Altkreis Osterode. Der Regionssprecher des Bündnisses gegen Straßenbaubeiträge wirbt bei den Landtagskandidaten um Unterstützung.

Bürgerinnen und Bürgern sind sie häufig ein Dorn im Auge, für Kommunen oft aber wichtige Einnahmequellen: Straßenbaubeiträge. Auch im Altkreis Osterode wird das Thema heiß diskutiert. Als Vertreter des „Niedersächsischen Bündnisses gegen Straßenausbaubeiträge“ (NBgS) sprach deswegen Bernd Jackisch (IG Strabs-freies Bad Lauterberg) in den vergangenen Woche mit den Kandidaten und der Kandidatin des Wahlkreises 12 für die Landtagswahl im Oktober über das Thema „Abschaffung der Straßenausbaubeiträge“.

„Niedersachsen muss das elfte Bundesland ohne Straßenausbaubeiträge werden“, so lautete daher schon im März die Forderung von Vertreterinnen und Vertretern von 90 dem NBgS angeschlossenen Bürgerinitiativen und Interessengemeinschaften mit Gästen aus Politik und Verbänden. Schon damals hatte das Bündnis angekündigt, sich im Vorfeld der Landtagswahl verstärkt dafür einsetzen zu wollen, dass Niedersachsen das elfte strabsfreie Bundesland werde.

Diesem Versprechen kam Jackisch als NBgS-Regionssprecher für den Südharz nun nach und lief mit seiner Forderung „offene Türen ein“. So zumindest formulierte es SPD-Kandidat Alexander Saade. Auch Stefan Henkel (CDU), Jannik Föhrke (Linke) und Ali Abo Hamoud (FDP) sagten dem Anliegen Unterstützung zu. Zurückhaltender gab sich nur die Grünen-Kandidatin Almut Mackensen.

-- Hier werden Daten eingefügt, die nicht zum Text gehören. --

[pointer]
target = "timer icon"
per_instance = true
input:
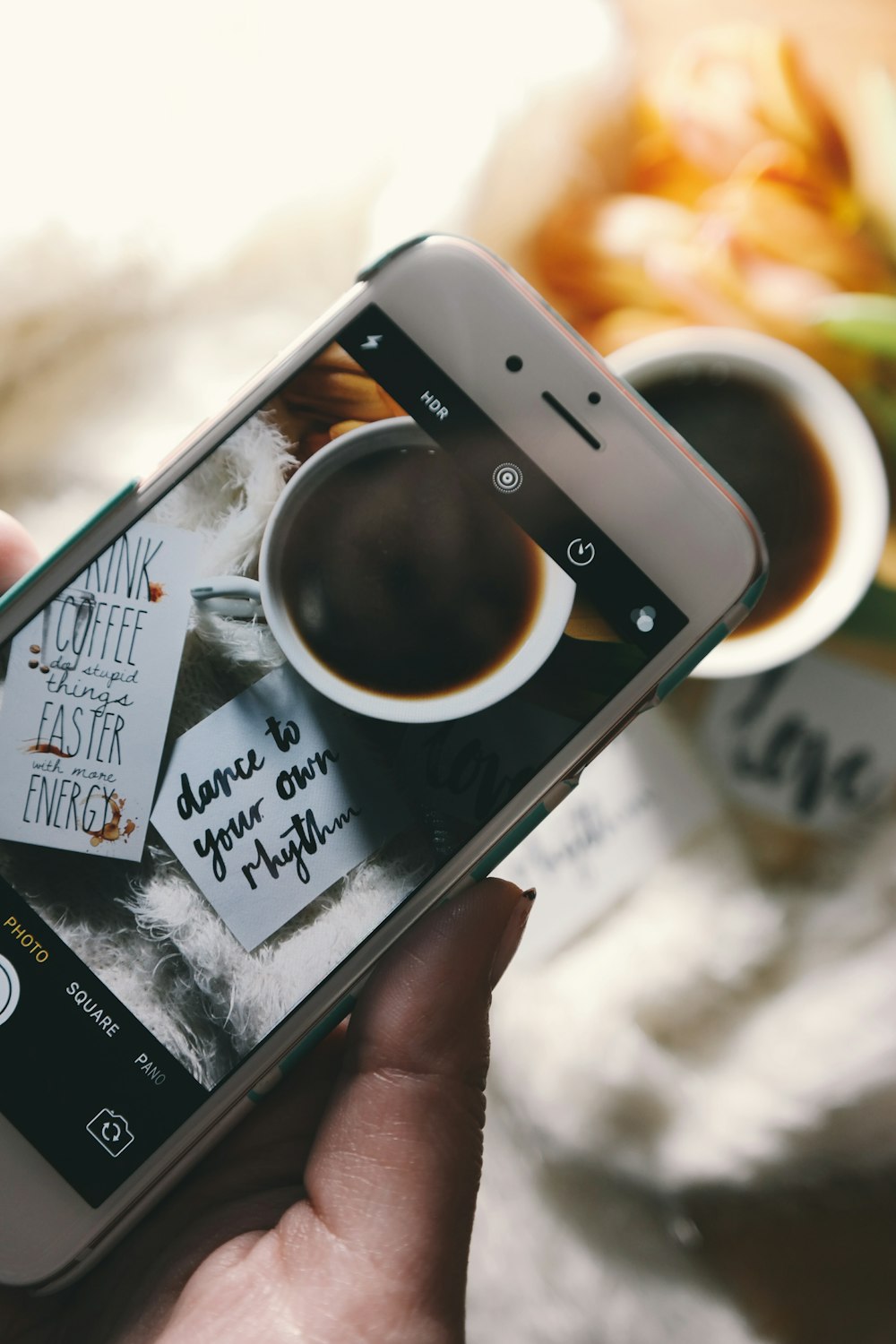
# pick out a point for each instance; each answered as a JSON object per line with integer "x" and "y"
{"x": 579, "y": 551}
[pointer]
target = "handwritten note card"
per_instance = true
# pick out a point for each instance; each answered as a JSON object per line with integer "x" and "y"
{"x": 812, "y": 744}
{"x": 271, "y": 800}
{"x": 88, "y": 695}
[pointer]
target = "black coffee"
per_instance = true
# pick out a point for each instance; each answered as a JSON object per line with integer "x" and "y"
{"x": 405, "y": 580}
{"x": 762, "y": 448}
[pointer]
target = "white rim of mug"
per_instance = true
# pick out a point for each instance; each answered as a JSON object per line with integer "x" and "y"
{"x": 548, "y": 624}
{"x": 850, "y": 449}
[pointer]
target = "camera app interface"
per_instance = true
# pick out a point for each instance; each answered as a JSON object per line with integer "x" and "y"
{"x": 263, "y": 717}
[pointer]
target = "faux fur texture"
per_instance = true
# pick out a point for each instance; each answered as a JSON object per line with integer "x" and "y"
{"x": 185, "y": 975}
{"x": 711, "y": 1027}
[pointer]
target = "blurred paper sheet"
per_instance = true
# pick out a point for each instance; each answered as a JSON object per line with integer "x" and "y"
{"x": 640, "y": 801}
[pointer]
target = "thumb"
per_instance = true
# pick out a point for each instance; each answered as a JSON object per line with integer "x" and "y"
{"x": 395, "y": 1166}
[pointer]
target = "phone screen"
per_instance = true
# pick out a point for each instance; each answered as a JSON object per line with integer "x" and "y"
{"x": 263, "y": 717}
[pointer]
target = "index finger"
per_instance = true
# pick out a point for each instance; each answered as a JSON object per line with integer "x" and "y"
{"x": 18, "y": 551}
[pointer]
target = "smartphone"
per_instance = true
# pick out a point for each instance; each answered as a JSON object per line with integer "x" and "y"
{"x": 317, "y": 672}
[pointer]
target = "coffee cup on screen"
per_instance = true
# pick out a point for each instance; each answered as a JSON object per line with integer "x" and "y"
{"x": 395, "y": 586}
{"x": 796, "y": 446}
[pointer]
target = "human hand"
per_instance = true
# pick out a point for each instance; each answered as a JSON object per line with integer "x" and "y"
{"x": 343, "y": 1209}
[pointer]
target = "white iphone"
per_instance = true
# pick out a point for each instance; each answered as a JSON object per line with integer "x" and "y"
{"x": 317, "y": 672}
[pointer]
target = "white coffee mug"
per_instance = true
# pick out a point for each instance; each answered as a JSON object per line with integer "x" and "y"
{"x": 237, "y": 596}
{"x": 850, "y": 451}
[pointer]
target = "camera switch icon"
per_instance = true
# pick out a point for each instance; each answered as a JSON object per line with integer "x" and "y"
{"x": 112, "y": 1132}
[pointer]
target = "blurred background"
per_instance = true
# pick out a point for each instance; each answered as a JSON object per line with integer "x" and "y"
{"x": 692, "y": 1129}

Niedersächsische Landtagswahl im Wahlkreis 12

Im April hatten wir die Kandidatinnen und Kandidaten des Wahlkreises 12 (Göttingen/Harz) für die Landtagswahl in kurzen Interviews zu Wort kommen lassen und Ihnen Fragen zur jeweils aktuellen Welle des Niedersachsen-Check gestellt.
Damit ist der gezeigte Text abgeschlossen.